IATC award in the education category went to IDSP Community Learning Centres that was initiated in 2009. The Community Learning Centres project aims at nurturing and developing individuals and communities that will change power structures by demystifying processes of education and development and generate value-based partnerships and practices at all levels.
IATC applauds IDSP for improving education across marginalized communities in Balochistan and bringing positive transformation to society by acting as a true change-agent.
Speaking at the occasion, Khalid Siraj Subhani, President and CEO, Engro Corporation said, they strongly believed in empowering individuals and communities who had dedicated their lives for championing the cause of education, health and livelihood.

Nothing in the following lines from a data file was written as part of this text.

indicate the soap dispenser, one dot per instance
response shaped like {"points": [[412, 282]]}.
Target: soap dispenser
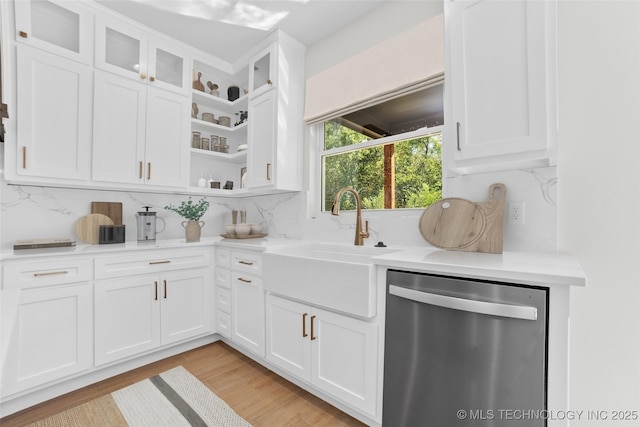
{"points": [[147, 225]]}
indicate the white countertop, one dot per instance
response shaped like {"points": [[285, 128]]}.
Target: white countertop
{"points": [[519, 267]]}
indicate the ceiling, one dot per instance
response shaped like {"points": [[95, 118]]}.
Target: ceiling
{"points": [[229, 28]]}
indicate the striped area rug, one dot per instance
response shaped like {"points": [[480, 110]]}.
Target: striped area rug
{"points": [[174, 398]]}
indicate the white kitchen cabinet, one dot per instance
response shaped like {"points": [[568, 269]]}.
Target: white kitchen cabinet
{"points": [[240, 298], [247, 296], [130, 52], [137, 314], [140, 133], [261, 162], [47, 322], [61, 27], [150, 299], [500, 72], [263, 70], [54, 117], [335, 353]]}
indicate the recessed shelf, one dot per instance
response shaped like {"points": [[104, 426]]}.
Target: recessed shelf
{"points": [[237, 157]]}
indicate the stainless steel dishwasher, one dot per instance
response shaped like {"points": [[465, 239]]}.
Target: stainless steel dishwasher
{"points": [[464, 352]]}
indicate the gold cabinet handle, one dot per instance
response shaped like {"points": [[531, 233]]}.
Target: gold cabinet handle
{"points": [[312, 336], [50, 273], [304, 325]]}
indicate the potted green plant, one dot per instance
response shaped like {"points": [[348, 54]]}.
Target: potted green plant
{"points": [[192, 212]]}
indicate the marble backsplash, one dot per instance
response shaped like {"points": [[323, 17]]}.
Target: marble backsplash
{"points": [[44, 212]]}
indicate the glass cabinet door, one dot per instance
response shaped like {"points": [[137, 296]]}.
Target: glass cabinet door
{"points": [[168, 67], [121, 49], [63, 28], [262, 71]]}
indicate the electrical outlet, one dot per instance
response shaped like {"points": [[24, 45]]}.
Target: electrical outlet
{"points": [[516, 213]]}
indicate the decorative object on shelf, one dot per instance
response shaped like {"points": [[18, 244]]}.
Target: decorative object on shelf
{"points": [[224, 121], [459, 224], [233, 93], [213, 89], [197, 84], [195, 139], [243, 177], [192, 212], [242, 117]]}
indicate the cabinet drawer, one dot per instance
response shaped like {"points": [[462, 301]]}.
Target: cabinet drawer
{"points": [[223, 278], [223, 324], [29, 274], [223, 300], [247, 261], [246, 279], [149, 262], [223, 258]]}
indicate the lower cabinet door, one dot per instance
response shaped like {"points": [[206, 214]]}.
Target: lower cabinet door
{"points": [[127, 317], [185, 304], [344, 358], [288, 336], [247, 325], [49, 336]]}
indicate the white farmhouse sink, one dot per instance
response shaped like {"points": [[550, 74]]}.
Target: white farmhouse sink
{"points": [[338, 277]]}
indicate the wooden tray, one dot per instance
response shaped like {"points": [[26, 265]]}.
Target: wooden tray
{"points": [[244, 236]]}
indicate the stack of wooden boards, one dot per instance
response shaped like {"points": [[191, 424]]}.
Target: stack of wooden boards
{"points": [[459, 224]]}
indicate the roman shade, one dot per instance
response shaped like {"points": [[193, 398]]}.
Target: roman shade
{"points": [[408, 62]]}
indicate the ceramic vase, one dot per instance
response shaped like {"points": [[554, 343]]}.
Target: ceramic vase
{"points": [[192, 230]]}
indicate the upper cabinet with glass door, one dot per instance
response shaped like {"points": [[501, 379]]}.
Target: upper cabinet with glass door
{"points": [[60, 27], [263, 70], [128, 51]]}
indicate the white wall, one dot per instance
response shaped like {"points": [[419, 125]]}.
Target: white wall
{"points": [[599, 198]]}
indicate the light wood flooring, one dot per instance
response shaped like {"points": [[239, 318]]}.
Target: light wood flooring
{"points": [[255, 393]]}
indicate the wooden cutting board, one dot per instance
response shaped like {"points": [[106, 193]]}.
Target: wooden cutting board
{"points": [[88, 227], [111, 209], [460, 224]]}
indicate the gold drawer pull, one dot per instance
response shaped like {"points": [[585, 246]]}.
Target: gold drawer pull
{"points": [[312, 336], [304, 325], [50, 273]]}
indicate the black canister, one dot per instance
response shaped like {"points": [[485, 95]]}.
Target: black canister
{"points": [[233, 93]]}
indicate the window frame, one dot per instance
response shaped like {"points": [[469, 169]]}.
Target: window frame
{"points": [[316, 176]]}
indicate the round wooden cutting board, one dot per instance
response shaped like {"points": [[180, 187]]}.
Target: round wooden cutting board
{"points": [[452, 223], [88, 227]]}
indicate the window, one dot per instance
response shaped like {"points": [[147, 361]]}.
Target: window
{"points": [[391, 153]]}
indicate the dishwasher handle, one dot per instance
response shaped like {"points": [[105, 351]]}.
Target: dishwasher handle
{"points": [[482, 307]]}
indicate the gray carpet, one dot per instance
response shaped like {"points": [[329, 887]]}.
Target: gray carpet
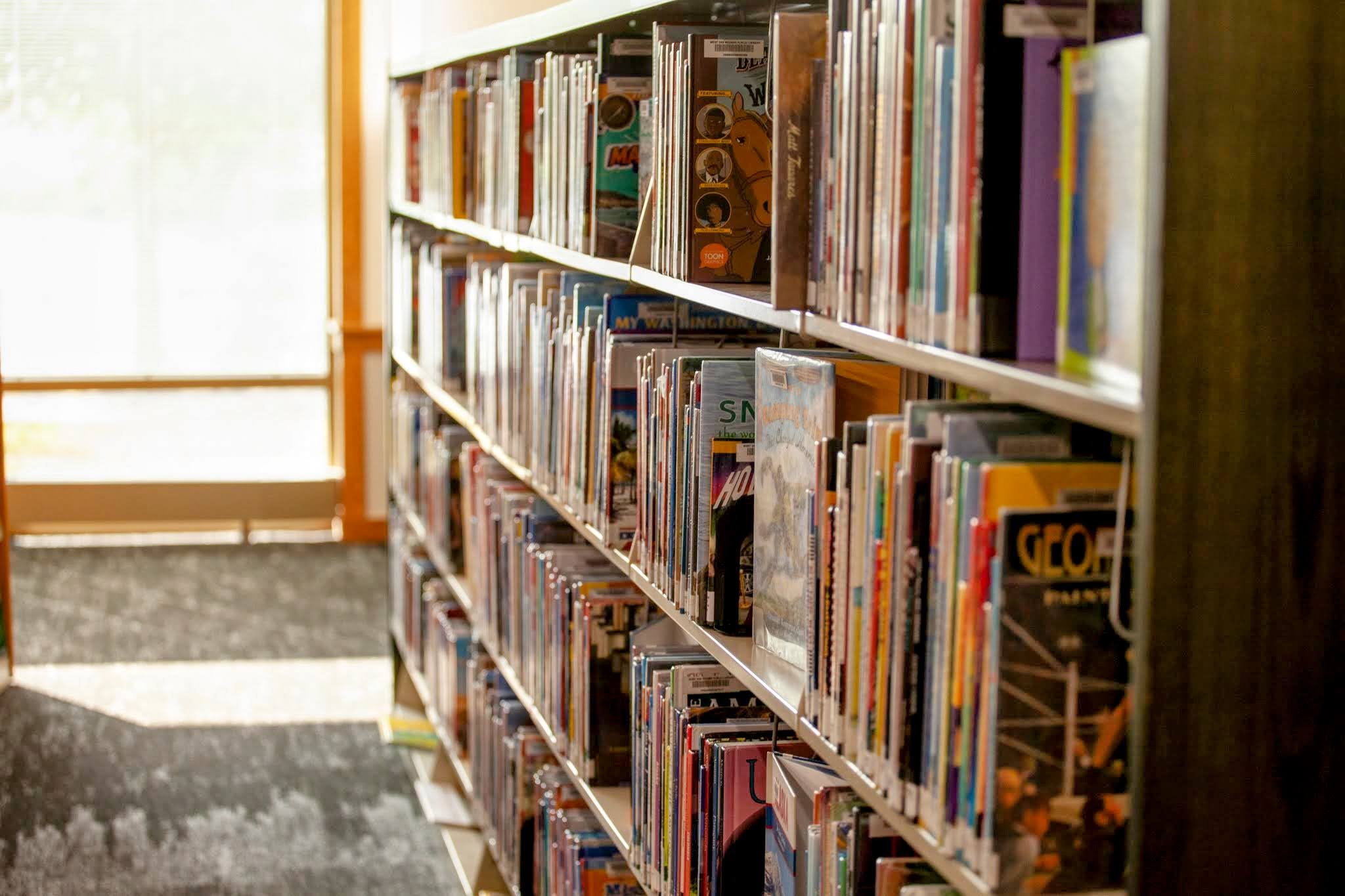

“As a country, Pakistan is a land of untapped potential, a space where we have numerous talented citizens who have been deprived of the resources that are necessary for self-actualization,” he said adding that given this predicament, it was crucial to acknowledge these change-agents working relentlessly for a better Pakistan but also take advantage of IATC’s crowd-funding platform to strengthen and amplify efforts in bringing about much-needed change. He said that the onus was on all of us to write the story of change together because it was only through collective action that we could together change the world.
The recipient of the IATC award in the category of health was Afzaal Memorial Thalassemia Foundation (AMTF). Actively working in the field of health, AMTF provides solutions to all blood-related diseases under one roof, completely free of cost. IATC applauds AMTF for improving health-care opportunities for the marginalized communities suffering across the country.

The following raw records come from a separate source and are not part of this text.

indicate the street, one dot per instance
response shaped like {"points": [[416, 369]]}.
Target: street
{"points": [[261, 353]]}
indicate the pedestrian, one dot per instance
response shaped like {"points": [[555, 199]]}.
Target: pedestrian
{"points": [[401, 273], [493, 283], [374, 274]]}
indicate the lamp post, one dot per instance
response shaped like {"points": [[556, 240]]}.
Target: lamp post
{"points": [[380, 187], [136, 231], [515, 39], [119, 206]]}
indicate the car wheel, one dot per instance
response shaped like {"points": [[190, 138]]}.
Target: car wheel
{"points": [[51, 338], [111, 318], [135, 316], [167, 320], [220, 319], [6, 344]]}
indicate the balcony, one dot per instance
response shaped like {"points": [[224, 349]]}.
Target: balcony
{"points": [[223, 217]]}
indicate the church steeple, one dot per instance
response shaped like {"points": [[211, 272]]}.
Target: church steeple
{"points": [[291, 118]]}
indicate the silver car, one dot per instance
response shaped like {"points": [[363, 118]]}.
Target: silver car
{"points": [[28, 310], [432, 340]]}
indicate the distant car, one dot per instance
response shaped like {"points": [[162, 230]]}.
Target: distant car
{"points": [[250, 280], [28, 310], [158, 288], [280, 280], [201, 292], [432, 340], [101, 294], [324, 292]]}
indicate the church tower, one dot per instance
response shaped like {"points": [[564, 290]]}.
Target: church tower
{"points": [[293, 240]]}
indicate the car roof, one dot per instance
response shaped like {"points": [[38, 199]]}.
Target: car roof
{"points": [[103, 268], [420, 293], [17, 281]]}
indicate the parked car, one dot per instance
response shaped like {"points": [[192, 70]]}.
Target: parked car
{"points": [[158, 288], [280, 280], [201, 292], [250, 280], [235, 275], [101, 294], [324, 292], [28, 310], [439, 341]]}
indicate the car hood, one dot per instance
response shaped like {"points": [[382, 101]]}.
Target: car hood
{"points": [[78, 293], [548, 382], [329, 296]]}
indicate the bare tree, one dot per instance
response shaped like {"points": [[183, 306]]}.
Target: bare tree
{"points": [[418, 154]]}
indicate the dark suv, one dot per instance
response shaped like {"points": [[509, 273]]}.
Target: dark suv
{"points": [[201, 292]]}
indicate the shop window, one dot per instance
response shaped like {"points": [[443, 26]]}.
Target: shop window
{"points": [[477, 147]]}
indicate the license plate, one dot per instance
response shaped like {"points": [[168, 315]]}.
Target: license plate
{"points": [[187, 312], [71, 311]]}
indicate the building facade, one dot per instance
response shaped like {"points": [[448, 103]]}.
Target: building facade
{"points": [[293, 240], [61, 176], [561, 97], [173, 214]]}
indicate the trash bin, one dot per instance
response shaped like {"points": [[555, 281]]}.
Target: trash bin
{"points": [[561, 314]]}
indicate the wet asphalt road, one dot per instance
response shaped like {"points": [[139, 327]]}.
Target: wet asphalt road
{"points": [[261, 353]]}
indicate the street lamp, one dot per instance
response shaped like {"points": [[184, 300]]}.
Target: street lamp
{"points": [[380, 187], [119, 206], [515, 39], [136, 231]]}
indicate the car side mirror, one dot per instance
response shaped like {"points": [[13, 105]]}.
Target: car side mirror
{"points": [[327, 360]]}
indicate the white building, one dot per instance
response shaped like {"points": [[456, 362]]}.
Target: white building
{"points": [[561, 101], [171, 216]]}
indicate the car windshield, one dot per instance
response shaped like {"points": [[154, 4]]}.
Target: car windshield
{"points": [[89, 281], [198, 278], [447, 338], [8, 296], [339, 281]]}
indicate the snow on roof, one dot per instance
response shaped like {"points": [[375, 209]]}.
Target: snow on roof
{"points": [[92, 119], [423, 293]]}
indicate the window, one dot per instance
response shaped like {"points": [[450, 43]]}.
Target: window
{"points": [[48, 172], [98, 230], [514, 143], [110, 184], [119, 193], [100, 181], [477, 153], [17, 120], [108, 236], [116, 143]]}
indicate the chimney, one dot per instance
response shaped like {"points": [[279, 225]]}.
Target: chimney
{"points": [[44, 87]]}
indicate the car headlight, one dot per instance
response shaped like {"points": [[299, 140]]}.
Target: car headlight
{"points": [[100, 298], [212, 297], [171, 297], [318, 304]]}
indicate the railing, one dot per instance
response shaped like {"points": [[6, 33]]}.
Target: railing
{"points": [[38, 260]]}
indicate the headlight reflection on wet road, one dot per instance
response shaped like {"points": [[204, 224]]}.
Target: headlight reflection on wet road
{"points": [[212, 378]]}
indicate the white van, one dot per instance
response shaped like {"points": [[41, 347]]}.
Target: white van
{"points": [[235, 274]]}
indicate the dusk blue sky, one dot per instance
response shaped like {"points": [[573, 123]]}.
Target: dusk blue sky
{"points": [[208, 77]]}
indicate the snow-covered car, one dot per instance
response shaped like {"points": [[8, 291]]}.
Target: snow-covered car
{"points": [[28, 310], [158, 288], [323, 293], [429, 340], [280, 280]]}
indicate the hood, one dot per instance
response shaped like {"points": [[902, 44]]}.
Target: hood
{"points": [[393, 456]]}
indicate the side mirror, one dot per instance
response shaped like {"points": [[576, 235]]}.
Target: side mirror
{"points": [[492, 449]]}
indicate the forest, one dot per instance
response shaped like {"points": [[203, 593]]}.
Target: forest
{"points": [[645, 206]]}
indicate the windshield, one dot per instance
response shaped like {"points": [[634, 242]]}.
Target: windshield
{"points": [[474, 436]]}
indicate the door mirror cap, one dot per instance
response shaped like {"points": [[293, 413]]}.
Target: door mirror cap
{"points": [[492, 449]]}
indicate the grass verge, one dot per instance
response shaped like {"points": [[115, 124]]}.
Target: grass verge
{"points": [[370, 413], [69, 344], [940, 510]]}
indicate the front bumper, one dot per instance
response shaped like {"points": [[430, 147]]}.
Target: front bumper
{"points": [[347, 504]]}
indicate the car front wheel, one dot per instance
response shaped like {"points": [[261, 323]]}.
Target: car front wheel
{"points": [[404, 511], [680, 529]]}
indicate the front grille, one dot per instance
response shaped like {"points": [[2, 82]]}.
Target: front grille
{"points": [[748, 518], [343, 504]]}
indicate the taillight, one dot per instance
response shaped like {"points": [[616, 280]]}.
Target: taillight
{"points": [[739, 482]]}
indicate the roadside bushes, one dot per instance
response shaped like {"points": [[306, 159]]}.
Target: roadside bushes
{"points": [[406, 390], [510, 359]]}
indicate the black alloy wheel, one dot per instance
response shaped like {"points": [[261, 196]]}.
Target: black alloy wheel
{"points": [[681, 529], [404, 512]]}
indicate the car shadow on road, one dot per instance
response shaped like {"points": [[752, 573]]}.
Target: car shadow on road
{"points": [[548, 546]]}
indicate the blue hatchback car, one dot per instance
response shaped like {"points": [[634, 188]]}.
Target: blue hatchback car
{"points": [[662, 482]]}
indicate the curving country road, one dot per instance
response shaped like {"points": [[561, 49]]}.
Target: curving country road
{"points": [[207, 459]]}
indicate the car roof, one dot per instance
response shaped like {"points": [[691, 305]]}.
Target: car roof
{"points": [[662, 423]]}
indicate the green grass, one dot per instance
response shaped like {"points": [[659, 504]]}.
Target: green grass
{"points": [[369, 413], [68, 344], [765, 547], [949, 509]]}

IATC recognized REEDS (Rural Education and Economic Development Society) as the recipient of the award in the healthcare category. REEDS aim at creating income-generating opportunities for sustainable livelihoods of marginalized communities in district Rahim Yar Khan. IATC recognized REEDS for improving livelihood opportunities in its respective area of operations.
The recipient of the Special Category Award was “doctHERS,” an up-and-coming digital, healthcare platform that connects female doctors to needy patients in real-time while leveraging leading-edge technology. IATC applauded doctHERS for improving Health across the country.
The agents of change illuminated the evening with their bright ideas and thoughts regarding social change. Quratulain Bakhteari, the founding Director of the Institute for Development Studies and Practices who has also worked with UNICEF and the Government of Balochistan, focuses on healthcare, education and social activism. In addition, Humaira Shaikh, the Director of Peace and Pluralism at Shirkat Gah also talked about human rights issues, particularly for women and minorities in areas marred by social and political turmoil. She is also one of the founders of the Purple Women’s Movement that aims at assisting in peace building initiatives and also builds resistance to culturally-justified violence against women.
Throughout the evening, the event shed light onto Pakistan’s 70 years of existence and took the audience through a nostalgic journey of Pakistan’s rich and varied cultural heritage. From art and architecture, prose and poetry, fashion and music, to sports narrators Imran Aslam and Nadia Jamil kept the audience engrossed through their conversation and dialogues spanning the past 70 years as they looked back and appreciated the contribution of many personalities who loomed large over the cultural landscape of the land we call home.